Presentato ufficialmente alla Rocca d’Anfo la diciassettesima tappa del Giro d’Italiaquella che il 24 maggio porterà i corridoi da Salò all’Aprica. Duecento chilometri, cinquemila metri di dislivello, il tutto per una frazione che come ha raccontato sonny colbrelli “Viene dal riposo giorno e proprio por questo può lasciare il segno: confermerò che sono in maglia rosa o mi qualificherò a pieno titolo per la classifica generale del Giro”.

Entrano il campione bresciano, italiano ed europeo, il presidente della comunità della Valle Sabbia Giovanmaria Flocchini, il fiduciario dell’Anfo Umberto Bondoni, il presidente del comitato organizzatore Paolo Zanni e Diego Prandini, presidente della Valle Sabbia Solidale.

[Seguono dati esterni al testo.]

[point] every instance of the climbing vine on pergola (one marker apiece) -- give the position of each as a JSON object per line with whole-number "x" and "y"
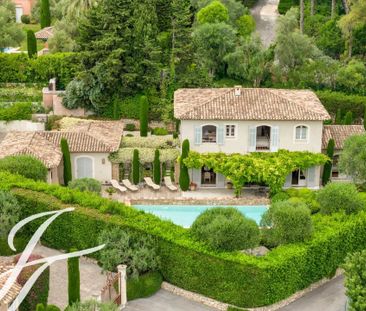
{"x": 270, "y": 168}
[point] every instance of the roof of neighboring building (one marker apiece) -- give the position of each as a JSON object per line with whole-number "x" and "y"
{"x": 251, "y": 104}
{"x": 96, "y": 136}
{"x": 44, "y": 33}
{"x": 340, "y": 133}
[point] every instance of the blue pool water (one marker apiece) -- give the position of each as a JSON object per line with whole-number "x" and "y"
{"x": 184, "y": 215}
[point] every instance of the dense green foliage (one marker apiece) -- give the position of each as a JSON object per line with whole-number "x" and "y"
{"x": 73, "y": 284}
{"x": 31, "y": 44}
{"x": 183, "y": 173}
{"x": 328, "y": 166}
{"x": 269, "y": 168}
{"x": 144, "y": 114}
{"x": 144, "y": 286}
{"x": 16, "y": 111}
{"x": 355, "y": 281}
{"x": 352, "y": 160}
{"x": 290, "y": 222}
{"x": 338, "y": 197}
{"x": 24, "y": 165}
{"x": 67, "y": 161}
{"x": 122, "y": 248}
{"x": 225, "y": 228}
{"x": 157, "y": 167}
{"x": 244, "y": 280}
{"x": 86, "y": 184}
{"x": 135, "y": 167}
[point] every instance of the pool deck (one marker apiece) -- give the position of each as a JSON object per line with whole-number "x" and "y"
{"x": 204, "y": 196}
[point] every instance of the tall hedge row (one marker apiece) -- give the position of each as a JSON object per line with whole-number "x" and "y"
{"x": 235, "y": 278}
{"x": 19, "y": 68}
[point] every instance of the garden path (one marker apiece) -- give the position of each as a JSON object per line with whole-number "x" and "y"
{"x": 265, "y": 14}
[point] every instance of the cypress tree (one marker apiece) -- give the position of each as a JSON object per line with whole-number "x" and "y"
{"x": 348, "y": 119}
{"x": 328, "y": 166}
{"x": 135, "y": 167}
{"x": 45, "y": 14}
{"x": 144, "y": 111}
{"x": 67, "y": 161}
{"x": 184, "y": 176}
{"x": 31, "y": 44}
{"x": 157, "y": 167}
{"x": 73, "y": 272}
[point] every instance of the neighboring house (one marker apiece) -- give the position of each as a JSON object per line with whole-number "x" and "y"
{"x": 339, "y": 133}
{"x": 90, "y": 145}
{"x": 23, "y": 7}
{"x": 243, "y": 120}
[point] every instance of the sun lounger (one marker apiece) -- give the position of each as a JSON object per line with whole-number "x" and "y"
{"x": 169, "y": 183}
{"x": 151, "y": 184}
{"x": 116, "y": 185}
{"x": 129, "y": 186}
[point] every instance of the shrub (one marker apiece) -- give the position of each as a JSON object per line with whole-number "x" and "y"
{"x": 143, "y": 286}
{"x": 73, "y": 272}
{"x": 226, "y": 229}
{"x": 24, "y": 165}
{"x": 31, "y": 44}
{"x": 184, "y": 176}
{"x": 86, "y": 184}
{"x": 157, "y": 167}
{"x": 67, "y": 161}
{"x": 290, "y": 222}
{"x": 138, "y": 252}
{"x": 144, "y": 112}
{"x": 337, "y": 197}
{"x": 355, "y": 280}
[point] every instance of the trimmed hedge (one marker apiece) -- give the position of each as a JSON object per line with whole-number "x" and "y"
{"x": 235, "y": 278}
{"x": 19, "y": 68}
{"x": 144, "y": 286}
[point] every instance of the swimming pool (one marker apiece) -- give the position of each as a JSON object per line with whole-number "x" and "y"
{"x": 184, "y": 215}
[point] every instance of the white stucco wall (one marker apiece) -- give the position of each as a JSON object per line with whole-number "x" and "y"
{"x": 240, "y": 144}
{"x": 102, "y": 167}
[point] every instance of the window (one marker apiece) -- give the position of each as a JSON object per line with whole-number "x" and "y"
{"x": 209, "y": 134}
{"x": 301, "y": 132}
{"x": 230, "y": 130}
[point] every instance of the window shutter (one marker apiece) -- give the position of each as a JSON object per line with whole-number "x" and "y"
{"x": 275, "y": 138}
{"x": 197, "y": 135}
{"x": 220, "y": 136}
{"x": 252, "y": 138}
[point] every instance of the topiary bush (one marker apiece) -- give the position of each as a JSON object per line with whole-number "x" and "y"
{"x": 289, "y": 222}
{"x": 86, "y": 184}
{"x": 226, "y": 229}
{"x": 339, "y": 197}
{"x": 24, "y": 165}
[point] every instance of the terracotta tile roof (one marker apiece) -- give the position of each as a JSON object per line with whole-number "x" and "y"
{"x": 31, "y": 143}
{"x": 96, "y": 136}
{"x": 340, "y": 133}
{"x": 251, "y": 104}
{"x": 44, "y": 33}
{"x": 14, "y": 290}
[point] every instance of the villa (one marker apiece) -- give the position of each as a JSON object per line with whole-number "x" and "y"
{"x": 244, "y": 120}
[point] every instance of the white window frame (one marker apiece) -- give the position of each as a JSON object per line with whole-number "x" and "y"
{"x": 235, "y": 130}
{"x": 76, "y": 164}
{"x": 302, "y": 140}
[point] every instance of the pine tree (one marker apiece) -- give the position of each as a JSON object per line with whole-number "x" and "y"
{"x": 73, "y": 272}
{"x": 136, "y": 167}
{"x": 67, "y": 161}
{"x": 31, "y": 44}
{"x": 157, "y": 167}
{"x": 45, "y": 14}
{"x": 144, "y": 112}
{"x": 328, "y": 166}
{"x": 184, "y": 176}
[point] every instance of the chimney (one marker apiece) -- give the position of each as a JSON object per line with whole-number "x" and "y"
{"x": 237, "y": 90}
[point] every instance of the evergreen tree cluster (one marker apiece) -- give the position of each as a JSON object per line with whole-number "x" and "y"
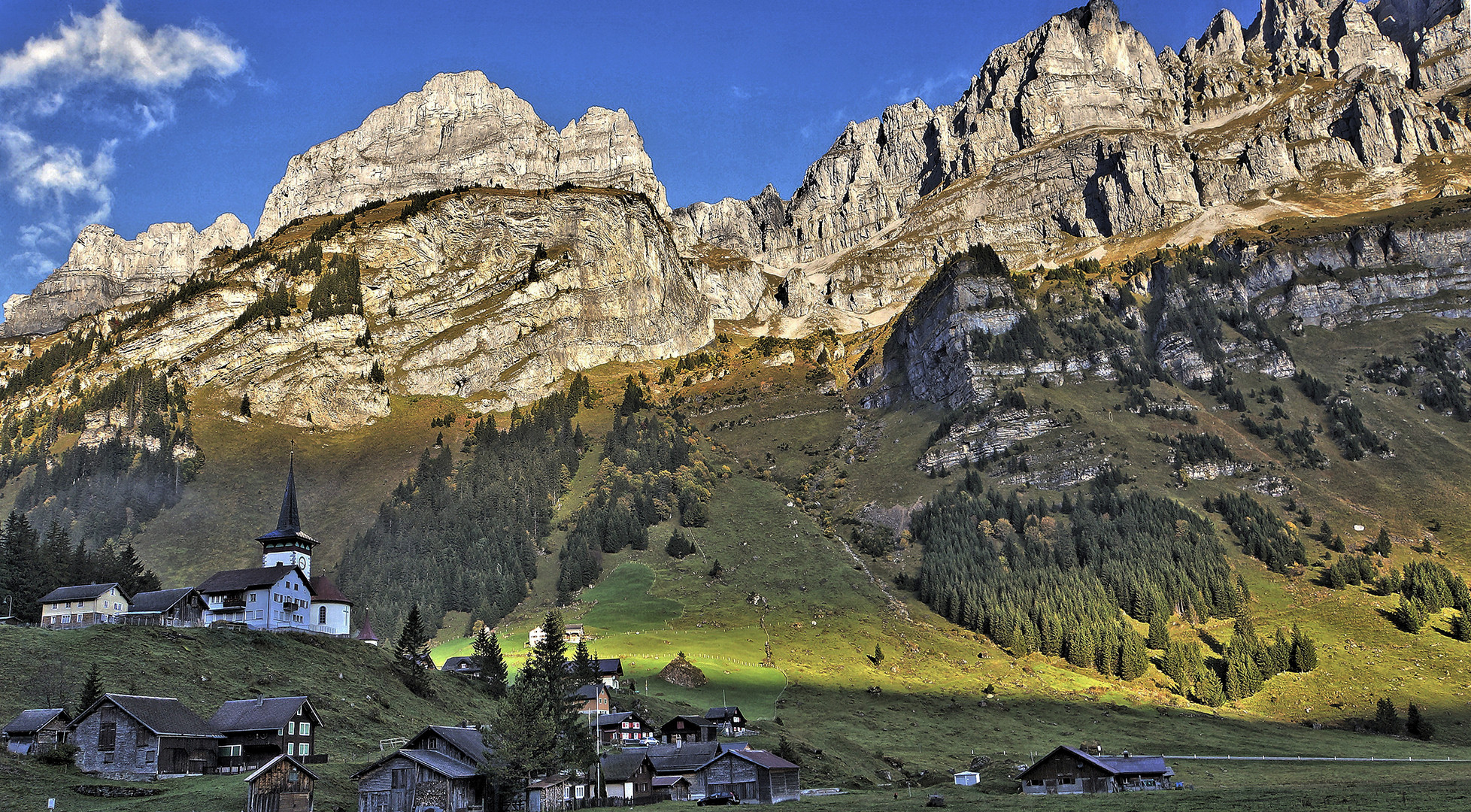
{"x": 649, "y": 471}
{"x": 338, "y": 290}
{"x": 109, "y": 489}
{"x": 1060, "y": 587}
{"x": 1264, "y": 536}
{"x": 32, "y": 565}
{"x": 269, "y": 306}
{"x": 464, "y": 536}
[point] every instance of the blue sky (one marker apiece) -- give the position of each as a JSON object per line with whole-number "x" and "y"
{"x": 132, "y": 114}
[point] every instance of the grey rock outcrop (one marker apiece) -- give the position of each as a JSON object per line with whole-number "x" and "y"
{"x": 103, "y": 271}
{"x": 1080, "y": 135}
{"x": 459, "y": 130}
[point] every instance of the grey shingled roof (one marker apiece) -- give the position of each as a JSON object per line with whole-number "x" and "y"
{"x": 84, "y": 592}
{"x": 155, "y": 602}
{"x": 33, "y": 720}
{"x": 233, "y": 580}
{"x": 161, "y": 714}
{"x": 621, "y": 767}
{"x": 267, "y": 714}
{"x": 467, "y": 741}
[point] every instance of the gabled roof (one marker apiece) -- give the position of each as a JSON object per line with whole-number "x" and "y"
{"x": 272, "y": 762}
{"x": 723, "y": 714}
{"x": 469, "y": 742}
{"x": 1114, "y": 765}
{"x": 289, "y": 526}
{"x": 326, "y": 590}
{"x": 669, "y": 758}
{"x": 763, "y": 758}
{"x": 84, "y": 592}
{"x": 589, "y": 692}
{"x": 161, "y": 714}
{"x": 234, "y": 580}
{"x": 272, "y": 712}
{"x": 158, "y": 602}
{"x": 621, "y": 767}
{"x": 690, "y": 721}
{"x": 34, "y": 720}
{"x": 615, "y": 720}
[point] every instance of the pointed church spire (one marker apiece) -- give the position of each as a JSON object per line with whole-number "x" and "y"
{"x": 290, "y": 520}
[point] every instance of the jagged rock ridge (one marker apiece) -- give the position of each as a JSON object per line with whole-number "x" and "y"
{"x": 103, "y": 270}
{"x": 459, "y": 130}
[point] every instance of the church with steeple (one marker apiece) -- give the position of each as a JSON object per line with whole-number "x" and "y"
{"x": 281, "y": 593}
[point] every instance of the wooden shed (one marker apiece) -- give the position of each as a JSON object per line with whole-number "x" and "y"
{"x": 281, "y": 784}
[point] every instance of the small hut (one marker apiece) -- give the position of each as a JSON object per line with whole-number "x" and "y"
{"x": 280, "y": 786}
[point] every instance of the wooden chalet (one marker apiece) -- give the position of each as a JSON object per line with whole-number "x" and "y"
{"x": 440, "y": 767}
{"x": 627, "y": 778}
{"x": 466, "y": 667}
{"x": 258, "y": 730}
{"x": 689, "y": 730}
{"x": 83, "y": 607}
{"x": 1071, "y": 771}
{"x": 281, "y": 784}
{"x": 168, "y": 608}
{"x": 623, "y": 729}
{"x": 143, "y": 736}
{"x": 35, "y": 730}
{"x": 751, "y": 776}
{"x": 671, "y": 787}
{"x": 729, "y": 721}
{"x": 593, "y": 699}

C’è una parte con la dissfazione per il grasso che il coperchio potrebbe lasciare un secondo sul Giro d’Italia dal punto di vista sportivo, da tutto l’altro quello degli organizzatori perché verrà promossa buona parte del territorio valsabbino. A strong accettata e vinta dal comitato organizzatore come dai tanti sindaci, con el sogno da part de tutti di non essere solo partenza di una tappa del Giro, ma in futuro alche d’arrivo.

La frazione lascerà alle 11 da Salò, a chilometro zero allo stabilimento Valsir di Carpeneda di Vobarno. Poi i passaggi da Bagolino, Passo Crocedomini Breno, Capo di Ponte, Edolo, il Mortirolo, con il finale da Teglio e arrivo all’Aprica.

Ad animerò le strade bresciane e sarò la grande Carovana del Giro, perché è una presenza che mostrerà la bellezza del territorio della Valsabbino e animerà la vetta del Giro.